L’océan disparu — ou perdu — de notre histoire pourrait évoquer la magie dérobée à la blancheur de la vague, le silence désolant dans l’aller-retour des marées, l’extinction progressive et inexpliquée des créatures de l’écume.

L’océan disparu était aussi la Terra Incognita. Cette dimension qu’Altéra s’était résolu à s’arroger à l’instant où elle avait inversé le sens de son nom, tout comme elle avait tordu le temps et son âme. Il était ce creux de houle dans lequel elle effectuait ses virements de bord d’une époque à l’autre.

Elle ne faisait plus partie des vivants ni des morts, elle se tenait en mer. Jeune, elle avait navigué grand largue des idéaux durant sa participation à la colonisation des dernières terres de l’ouest, puis au près de la vérité lorsqu’elle avait étudié le secret d’Anacharsis, et enfin toute réalité arrière quand elle avait décidé d’être la première à le trouver.

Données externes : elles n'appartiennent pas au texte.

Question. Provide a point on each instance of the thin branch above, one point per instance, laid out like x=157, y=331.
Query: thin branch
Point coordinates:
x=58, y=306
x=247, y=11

Comme elle l’avait narré à son neveu, Bastini, au moment de le sacrifier pour en faire son pôle magnétique et le second prix d’Anacharsis, elle avait consenti à s’abimer en mer, prenant le sel pour compas dans la blessure creusée autour de son œil gauche. Le reflet miroitant de cet océan du temps avait dressé un phare de lumière pour qui voulait finir de corrompre son âme pour pouvoir y voguer.

En tant que navigatrice émérite, elle avait très tôt côtoyé les créatures de l’eau. Elle avait ensuite appris à commander aux êtres de l’écume avant de les massacrer dans le sillon rouge sang de son étrave pour satisfaire les monstres des abysses et s’en faire de nouveaux serviteurs plus puissants encore. Ainsi se paya le dernier prix, la première fois que le kraken lui ouvrit le temps. Elle alla converser avec Anacharsis en personne, sur le sable rose des plages du Levant, un millénaire avant sa naissance.

Pour le philosophe, Altéra devint l’amante, la muse et surtout le port tranquille pour des théories confuses qui se muèrent peu à peu en une pratique concrète et permirent l’avènement de la Cartographie même. Leur relation forma le ressac d’une réflexion profonde pour la navigatrice du temps. Elle n’imaginait pas pouvoir parcourir toutes les étapes d’Anacharsis, chaque fois qu’elle déciderait d’aller bourlinguer un peu plus loin, ailleurs, pour poursuivre son impérieuse avidité de destinée. Elle conçut alors la fabuleuse idée d’enserrer la dimension où elle effectuait son virement de bord vers une nouvelle destination dans la sphère unique et parfaite d’une bouteille maîtresse.

Pour trouver à nouveau le cap, elle se trancha la main gauche, généra un pôle magnétique en abandonnant son amant à une créature des Abysses qui le recouvrit de berniques et l’ancra à l’éperon d’une presqu’île, puis convoqua dans le sang de ses serviteurs d’autres monstres des profondeurs qui lui ouvrirent le passage vers ces flots immatériels. Là, à l’instant, où elle vira au guindeau, comme à son habitude, elle déroba un pan de houle sur cet océan mystique. Elle n’aurait plus à se creuser davantage au sel de ses blessures ni à trouver le cap. Accompagné d’un seul équipage de spectres, elle se contenterait de vider l’empire des ondes de ses nobles porteurs de sagesse ancienne, de ses forces surnaturelles, du merveilleux.

Désormais que Marla et Junia avaient rejoint les rangs de cette espèce rare qui ne se détachait jamais de la mer, elles voyaient le massacre, elles comprenaient la douleur, elles entendaient les longs sanglots de cet autre océan perdu par la faute d’Altéra.

Pourtant.

Pourtant, l’histoire d’un vieux de loup de mer, contée au coin du feu, les soirs de gros grain, n’est pas tout à fait perdue tant qu’elle dilate encore d’excitation la pupille d’un enfant. La plainte d’une seule sirène peut sans doute éveiller l’émotion, l’ardeur et la foi dans le cœur des hommes tout autour du globe. Le vol majestueux d’un hôte des embruns inspire toujours autant le poète sur la grève.

Et pour n’oublier personne – encore moins un humble narrateur –, l’esprit des récifs s’emploie sans relâche à porter les légendes aux oreilles des attentifs, des croyants et des amoureux de l’horizon bleu.